注意力机制 Attention:示例代码
这个页面展示原始 Python 示例脚本,方便在线阅读;也可以下载后在本地使用 python 03-attention-demo.py 运行。
"""
MiniMind 注意力机制示例代码
==========================
本脚本演示注意力机制(Attention)的完整计算流程,对应教程第 3 章:
1. Q/K/V 线性投影与多头拆分
2. GQA 分组注意力的 repeat_kv
3. RoPE 旋转位置编码
4. 因果掩码(causal mask)
5. 完整注意力前向传播
6. prefill + decode 两阶段生成
7. KV Cache 正确性验证
运行方式:
python 03-attention-demo.py
依赖:
- PyTorch(CPU 版本即可)
运行环境:CPU 即可运行,无需 GPU。
本示例为自包含简化实现,不依赖 MiniMind 源码。
"""
import torch
import torch.nn as nn
import torch.nn.functional as F
import math
# ---------------------------------------------------------------------------
# 简化版 RMSNorm(用于 QK-Norm)
# ---------------------------------------------------------------------------
class SimpleRMSNorm(nn.Module):
def __init__(self, dim, eps=1e-6):
super().__init__()
self.eps = eps
self.weight = nn.Parameter(torch.ones(dim))
def forward(self, x):
rms = torch.sqrt(x.pow(2).mean(-1, keepdim=True) + self.eps)

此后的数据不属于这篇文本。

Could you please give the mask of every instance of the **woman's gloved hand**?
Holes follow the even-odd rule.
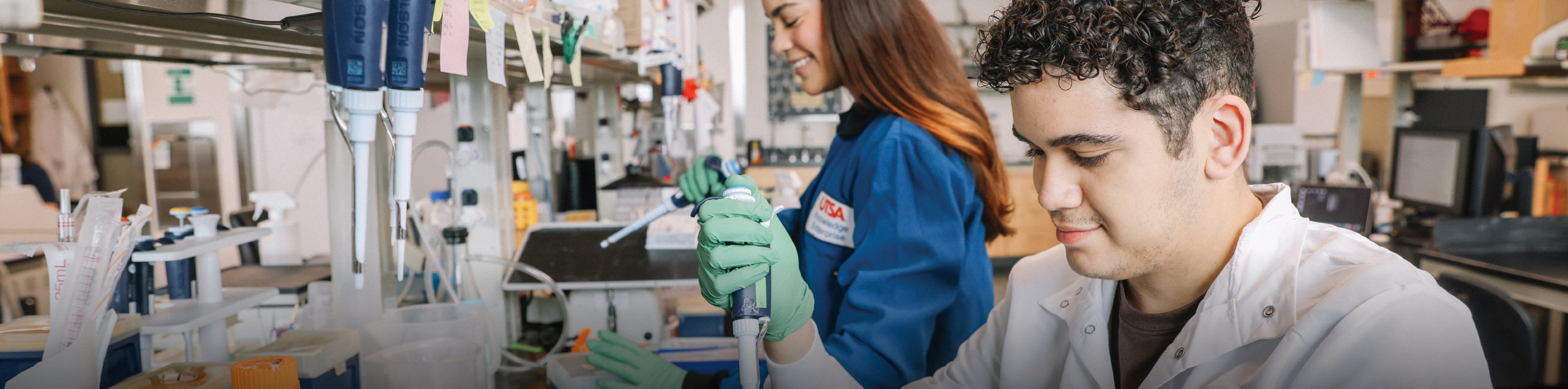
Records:
[[[746,187],[756,202],[712,199],[698,209],[698,284],[709,304],[729,311],[729,293],[756,284],[768,274],[767,340],[781,340],[811,320],[815,300],[800,276],[800,254],[789,231],[773,216],[773,207],[751,176],[729,176],[724,187]],[[768,226],[760,223],[768,221]],[[760,293],[759,293],[760,295]]]
[[[588,364],[626,380],[599,378],[604,389],[681,389],[687,376],[676,364],[612,331],[599,329],[599,339],[588,340]]]
[[[718,154],[712,157],[718,157]],[[691,202],[723,196],[724,188],[728,188],[723,180],[718,180],[718,171],[709,168],[704,162],[707,162],[707,157],[698,158],[691,163],[691,169],[676,179],[676,187],[681,187],[681,193]]]

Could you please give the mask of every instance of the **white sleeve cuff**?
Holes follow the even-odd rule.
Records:
[[[839,359],[828,354],[817,331],[811,331],[811,351],[800,361],[778,364],[768,358],[768,381],[778,389],[861,387]]]

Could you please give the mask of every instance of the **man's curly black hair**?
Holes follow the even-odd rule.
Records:
[[[980,31],[978,78],[1008,93],[1044,77],[1104,75],[1129,108],[1154,115],[1167,151],[1181,157],[1206,99],[1253,102],[1259,9],[1258,0],[1014,0]]]

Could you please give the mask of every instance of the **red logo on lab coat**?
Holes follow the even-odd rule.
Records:
[[[839,207],[839,204],[829,198],[823,198],[822,205],[818,205],[817,210],[822,210],[822,213],[826,213],[829,218],[844,220],[844,207]]]

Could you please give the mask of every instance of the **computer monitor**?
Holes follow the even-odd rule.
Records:
[[[1391,196],[1419,210],[1490,216],[1502,204],[1505,129],[1397,129]]]
[[[1366,235],[1370,232],[1372,188],[1301,185],[1295,191],[1295,210],[1306,220]]]

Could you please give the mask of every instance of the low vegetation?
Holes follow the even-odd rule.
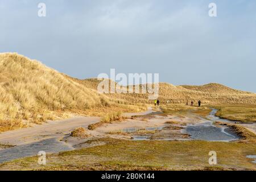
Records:
[[[213,107],[218,109],[216,115],[220,118],[242,122],[256,122],[256,105],[220,105]]]
[[[246,155],[255,154],[256,144],[205,141],[98,140],[105,145],[47,155],[47,165],[38,158],[20,159],[0,165],[22,170],[255,170]],[[217,152],[217,164],[208,163],[209,152]],[[121,152],[120,151],[122,151]]]
[[[80,127],[73,130],[70,135],[73,137],[85,138],[88,137],[89,134],[86,133],[86,130],[85,128]]]

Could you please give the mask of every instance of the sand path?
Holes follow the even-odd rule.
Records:
[[[152,109],[144,112],[126,113],[126,117],[143,115],[153,112]],[[79,117],[60,121],[51,121],[34,127],[3,132],[0,134],[0,143],[22,145],[52,138],[63,137],[78,127],[87,128],[89,125],[98,122],[99,117]]]

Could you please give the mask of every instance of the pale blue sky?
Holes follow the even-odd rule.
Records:
[[[208,16],[210,2],[217,17]],[[256,92],[255,9],[255,0],[1,0],[0,52],[80,78],[115,68]]]

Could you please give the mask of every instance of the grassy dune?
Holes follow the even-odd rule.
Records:
[[[137,111],[145,106],[125,104],[69,78],[36,60],[0,54],[0,131],[30,123],[70,117]]]
[[[16,53],[0,54],[0,132],[73,114],[140,111],[152,102],[147,94],[100,94],[100,81],[72,78]],[[159,98],[161,104],[201,100],[203,104],[256,104],[256,94],[216,84],[203,87],[160,83]]]

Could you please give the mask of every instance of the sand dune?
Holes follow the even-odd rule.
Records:
[[[0,54],[0,131],[72,114],[139,111],[146,109],[145,104],[152,102],[147,94],[100,94],[97,90],[99,81],[71,77],[17,53]],[[217,84],[160,83],[159,92],[161,103],[201,100],[203,104],[256,104],[256,94]]]

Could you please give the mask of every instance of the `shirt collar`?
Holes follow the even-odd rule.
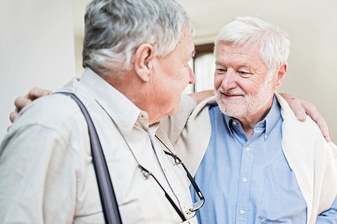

return self.weight * x / rms
# ---------------------------------------------------------------------------
# RoPE 预计算与应用(简化版,对应 model_minimind.py 的 precompute_freqs_cis / apply_rotary_pos_emb)
# ---------------------------------------------------------------------------
def precompute_freqs_cis(head_dim, end, rope_base=10000.0):
freqs = 1.0 / (rope_base ** (torch.arange(0, head_dim, 2).float() / head_dim))
t = torch.arange(end).float()
freqs = torch.outer(t, freqs) # [end, head_dim//2]
cos = torch.cat([freqs.cos(), freqs.cos()], dim=-1) # [end, head_dim]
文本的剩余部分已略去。